If the slider sticks because it is bent, contact Seydel Service or purchase a new slider in the eShop.

 

Cleaning Reedplates and Combs

Reedplates and combs are subject to buildup of dust and saliva and need to be cleaned periodically. In addition to keeping the instrument playing properly, you also benefit by having a clean, more hygienic instrument.

You can disassemble all Seydel Blues model harmonicas by using a Pozidriv® PZ0 or Philips screwdriver. Remove the screws that hold the cover into place and put them in a container so you will not loose them. Wipe the coverplates with a damp cloth. You can use a soft toothbrush to clean debris from the covers while running them under warm water. You can rinse the comb, with the reedplates still attached, under warm water to dissolve any dried saliva and to remove dust and debris. Do not scrub the reeds with the toothbrush. DO NOT perform this cleaning if your instrument is valved as the water will damage the valves. Because Seydel seals the wooden combs of the Blues model harmonicas, there is no need for concern about wood swelling after being in contact with the water.

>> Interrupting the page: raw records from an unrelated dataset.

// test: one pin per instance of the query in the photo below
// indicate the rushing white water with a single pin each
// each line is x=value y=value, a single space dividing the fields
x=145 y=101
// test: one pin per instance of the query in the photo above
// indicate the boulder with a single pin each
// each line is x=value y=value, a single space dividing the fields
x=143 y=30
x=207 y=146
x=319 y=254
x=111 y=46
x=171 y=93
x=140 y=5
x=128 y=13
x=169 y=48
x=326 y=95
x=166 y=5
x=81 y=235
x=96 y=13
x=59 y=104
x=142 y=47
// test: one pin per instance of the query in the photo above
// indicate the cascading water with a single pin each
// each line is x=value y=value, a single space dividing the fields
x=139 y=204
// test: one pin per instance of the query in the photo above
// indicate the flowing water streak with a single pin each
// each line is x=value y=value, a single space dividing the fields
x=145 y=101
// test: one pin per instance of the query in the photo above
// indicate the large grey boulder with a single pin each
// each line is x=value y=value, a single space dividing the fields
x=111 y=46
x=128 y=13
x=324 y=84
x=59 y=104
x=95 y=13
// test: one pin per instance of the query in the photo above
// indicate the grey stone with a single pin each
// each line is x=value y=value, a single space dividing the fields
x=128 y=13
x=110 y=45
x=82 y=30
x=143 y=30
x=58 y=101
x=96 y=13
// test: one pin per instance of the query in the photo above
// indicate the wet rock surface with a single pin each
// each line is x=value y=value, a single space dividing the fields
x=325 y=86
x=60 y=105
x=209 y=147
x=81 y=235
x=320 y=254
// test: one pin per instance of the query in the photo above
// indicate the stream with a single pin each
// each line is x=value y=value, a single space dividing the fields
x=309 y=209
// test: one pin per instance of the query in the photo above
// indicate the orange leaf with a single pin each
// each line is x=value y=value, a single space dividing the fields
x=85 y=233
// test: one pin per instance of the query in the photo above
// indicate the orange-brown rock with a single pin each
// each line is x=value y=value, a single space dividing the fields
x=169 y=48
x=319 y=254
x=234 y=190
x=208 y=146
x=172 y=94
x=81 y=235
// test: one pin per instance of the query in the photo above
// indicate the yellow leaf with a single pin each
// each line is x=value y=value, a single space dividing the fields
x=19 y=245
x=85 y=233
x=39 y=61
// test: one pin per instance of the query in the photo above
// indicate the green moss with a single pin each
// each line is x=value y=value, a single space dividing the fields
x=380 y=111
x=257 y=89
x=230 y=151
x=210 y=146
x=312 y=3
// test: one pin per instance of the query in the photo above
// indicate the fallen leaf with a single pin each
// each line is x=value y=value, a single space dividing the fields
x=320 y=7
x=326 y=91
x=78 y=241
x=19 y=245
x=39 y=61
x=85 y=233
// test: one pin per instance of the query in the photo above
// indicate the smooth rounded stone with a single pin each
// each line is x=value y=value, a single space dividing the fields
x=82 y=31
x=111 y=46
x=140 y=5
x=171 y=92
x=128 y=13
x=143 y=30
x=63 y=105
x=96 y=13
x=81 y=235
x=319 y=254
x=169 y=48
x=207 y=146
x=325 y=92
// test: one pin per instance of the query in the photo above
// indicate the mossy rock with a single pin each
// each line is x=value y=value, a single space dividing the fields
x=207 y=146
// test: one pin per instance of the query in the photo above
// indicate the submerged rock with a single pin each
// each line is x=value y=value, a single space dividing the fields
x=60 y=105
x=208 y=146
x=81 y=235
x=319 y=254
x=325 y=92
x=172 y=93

Reedplates are very delicate and you can upset the offset of the reed very easily if you are not careful when cleaning the instrument. You can separate the reedplates from the comb by using the same screwdriver that you used to remove the coverplates. Be careful to place the screws in a safe place. They are small and can be easily lost. You can remove debris from the reedplates with very gentle and careful use of the toothbrush or even a wooden toothpick. Be careful not to flex the reeds. You can very easily damage the reeds or change the offset.

 

After you have cleaned the components, dry them, first by gentle tapping on your hand, then by a soft cloth. DO NOT dry the reedplates with a cloth because you can easily snag a reed and damage it or change its position.

When you reassemble the instrument, be care not to over-tighten the screws. Also, keep in mind that the instrument may need slight alignment and adjustment. Do not tighten the screws fully until you verify that it is assembled properly and the alignment of the comb, reedplates, and covers, is such that the instrument is still airtight. On instruments with a channel in the reedplate, make sure that the coverplates click into the channel while you tighten the coverplate screws to ensure that the covers fit properly and offer an airtight seal. Do not over-tighten screws as you can damage the screws and the instrument.

Alternately, all blues models (without valves) can be submerged in an ultrasonic cleaner filled with water. Do not use any cleaning agents, only water!

 

Seydel Repair Service

We offer professional repair services at competitive prices. We perform general maintenance, reed replacement, reedplate replacement, tuning, valve renewal, slider repair and replacement, and many other procedures to keep your instrument in top playing condition.

Please send the cleaned instrument with a short description of the problem. Include your full address, telephone number, and e-mail address. While in some cases, repair may take a longer time, typically, repairs are completed within a few working days of receiving the instrument. 

 

IMPORTANT! Improper adjustment and repair work will void the manufacturer’s warranty.

 

Maintenance Tips for the Triola

  • Food and drink, especially sugared drinks, can damage the Triola. Encourage your child to play with a clean mouth. Proper oral hygiene will help ensure that the instrument plays well and lasts longer.
  • Allow the instrument to dry out completely before placing it back into its case.
  • Teach your child to use his or her lips to hold the mouthpiece in place, not teeth. Biting the mouthpiece will damage it and does not allow the player to produce a full and proper tone.